CSK enjoyed the highest Elo rating of all time when they beat Kolkata Knight Riders by 2 runs in the middle of the 2015 season to take their rating up to 1609.  We can conceivably say that this CSK team was the best of all time during that period.  However, it was not to continue having staggered through the latter half of the 2015 season and losing in the final to the Mumbai Indians.

Daredevils and Warriors

In contrast, the Daredevils have been in a steady decline since 2010 after finishing 4th, 3rd and 5th in the first three seasons.  Apart from in 2012 where they exhibited a brief resurgence, Delhi have finished at or near the bottom in every season since.

Their lowest point occurred at the beginning of the 2015 season.  However, this was not the lowest of all time; the dubious honour being claimed by the now defunct Pune Warriors India.

The Warriors finished in the bottom two in each season of their fleeting existence winning only 27% of their games.  A run of 9 consecutive defeats culminated in an Elo rating trough of 1378 points when they lost to the Mumbai Indians near the end of the 2013 season.

Biggest upsets

We can use the Elo ratings to compare the relative strengths of teams before each match.  Of the 570 matches in which there was a result, 55.4% of favourites, according to Elo, won the game.  If a team with a lower rating beat a team with a higher rating, we can quantify how much of an upset this was.
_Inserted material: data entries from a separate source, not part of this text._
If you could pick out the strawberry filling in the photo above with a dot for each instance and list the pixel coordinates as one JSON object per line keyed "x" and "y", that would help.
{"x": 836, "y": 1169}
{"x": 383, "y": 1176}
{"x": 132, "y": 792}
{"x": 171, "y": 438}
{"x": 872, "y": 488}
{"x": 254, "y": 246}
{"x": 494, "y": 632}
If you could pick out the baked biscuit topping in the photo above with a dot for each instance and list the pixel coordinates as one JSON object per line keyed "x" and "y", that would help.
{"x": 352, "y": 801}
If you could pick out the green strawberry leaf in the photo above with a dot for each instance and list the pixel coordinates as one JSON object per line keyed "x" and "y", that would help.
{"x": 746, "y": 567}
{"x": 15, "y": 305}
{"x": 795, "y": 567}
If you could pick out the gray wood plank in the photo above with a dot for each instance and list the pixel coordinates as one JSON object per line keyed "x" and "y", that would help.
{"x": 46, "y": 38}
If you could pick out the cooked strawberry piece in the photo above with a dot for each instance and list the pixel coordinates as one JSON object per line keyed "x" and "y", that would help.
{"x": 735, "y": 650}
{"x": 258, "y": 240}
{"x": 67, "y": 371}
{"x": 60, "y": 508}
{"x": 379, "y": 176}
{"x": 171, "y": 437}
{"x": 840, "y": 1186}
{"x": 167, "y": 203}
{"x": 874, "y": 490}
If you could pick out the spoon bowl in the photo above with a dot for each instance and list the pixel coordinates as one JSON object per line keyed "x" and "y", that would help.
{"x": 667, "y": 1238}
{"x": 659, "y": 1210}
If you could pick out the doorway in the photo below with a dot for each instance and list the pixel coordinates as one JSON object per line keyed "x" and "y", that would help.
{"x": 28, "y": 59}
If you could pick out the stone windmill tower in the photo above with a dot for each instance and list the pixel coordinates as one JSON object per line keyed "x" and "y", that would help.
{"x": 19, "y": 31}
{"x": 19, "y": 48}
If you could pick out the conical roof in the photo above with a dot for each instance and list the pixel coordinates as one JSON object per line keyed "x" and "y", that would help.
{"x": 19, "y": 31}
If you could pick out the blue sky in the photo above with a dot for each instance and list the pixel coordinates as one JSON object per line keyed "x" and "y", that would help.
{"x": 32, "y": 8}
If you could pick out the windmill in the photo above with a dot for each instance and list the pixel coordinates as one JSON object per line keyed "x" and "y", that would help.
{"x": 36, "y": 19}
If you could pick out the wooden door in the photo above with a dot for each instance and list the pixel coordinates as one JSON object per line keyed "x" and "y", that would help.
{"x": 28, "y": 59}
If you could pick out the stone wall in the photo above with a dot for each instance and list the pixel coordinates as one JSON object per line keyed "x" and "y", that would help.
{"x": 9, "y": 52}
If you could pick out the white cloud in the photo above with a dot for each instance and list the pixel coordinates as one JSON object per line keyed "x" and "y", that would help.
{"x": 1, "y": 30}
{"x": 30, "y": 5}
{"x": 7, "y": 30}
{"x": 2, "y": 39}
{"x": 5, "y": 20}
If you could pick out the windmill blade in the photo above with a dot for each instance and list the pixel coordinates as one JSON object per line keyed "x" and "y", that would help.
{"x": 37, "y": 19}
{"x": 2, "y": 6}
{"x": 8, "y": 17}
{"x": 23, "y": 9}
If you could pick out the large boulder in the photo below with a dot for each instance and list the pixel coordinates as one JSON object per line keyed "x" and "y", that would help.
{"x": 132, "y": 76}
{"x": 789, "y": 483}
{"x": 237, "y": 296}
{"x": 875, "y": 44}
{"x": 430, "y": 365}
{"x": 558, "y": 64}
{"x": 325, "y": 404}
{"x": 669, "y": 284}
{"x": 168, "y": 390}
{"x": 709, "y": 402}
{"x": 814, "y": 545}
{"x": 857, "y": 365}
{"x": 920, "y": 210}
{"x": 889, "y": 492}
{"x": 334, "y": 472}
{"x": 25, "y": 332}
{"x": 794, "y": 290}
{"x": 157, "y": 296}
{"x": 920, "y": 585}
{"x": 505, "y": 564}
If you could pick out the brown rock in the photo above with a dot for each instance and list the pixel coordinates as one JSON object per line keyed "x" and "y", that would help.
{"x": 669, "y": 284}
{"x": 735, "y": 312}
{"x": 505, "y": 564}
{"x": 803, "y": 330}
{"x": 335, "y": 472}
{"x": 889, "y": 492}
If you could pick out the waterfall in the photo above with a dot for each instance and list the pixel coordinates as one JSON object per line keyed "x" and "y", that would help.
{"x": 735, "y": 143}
The table above shows the ten biggest upsets defined by the difference between the ratings of the two teams.  The top match on the list was a surprise in more ways than one.  Chennai were coming off the back of their peak Elo rating and Delhi were near the bottom of theirs.  In that match, Delhi restricted CSK to just a run a ball and knocked them off with ease.  The Daredevils also feature in a further six of the matches in that list highlighting how, in the last few seasons, any victory was a seen as a shock.

Biggest contests

We can also consider which games were of the highest quality defined by the sum of the Elo ratings for both teams.

According to the system, the final of the 2015 season between Mumbai and Chennai was the highest rated match of all.  Both teams had quite similar ratings.  But as the graph shows below, Mumbai were the form team going into the final while Chennai were riding on their early-season performances.  It’s probably no surprise that Mumbai won by a pretty hefty margin.

The Mumbai/Chennai rivalry takes up eight of the ten slots in the list.  Mumbai follow a similar pattern to Chennai in terms of the Elo ratings although they are slightly out of phase.  They tend to get off the mark slowly at the start of the season then surge to peak near the end.  This is most noticeable in seasons 2008 and 2013-2015.

Improvements to Elo

The Elo ratings are based on a simple concept – a team is credited for winning and penalised for losing, while underdogs are credited more for winning etc.  The ratings can be refined by considering home advantage, major team changes after auctions for example and the margin of victory.  We can also dynamically change the importance of certain matches. For example, playoff matches may offer greater payoffs in Elo points while a team’s matches from several seasons ago can be discounted in value.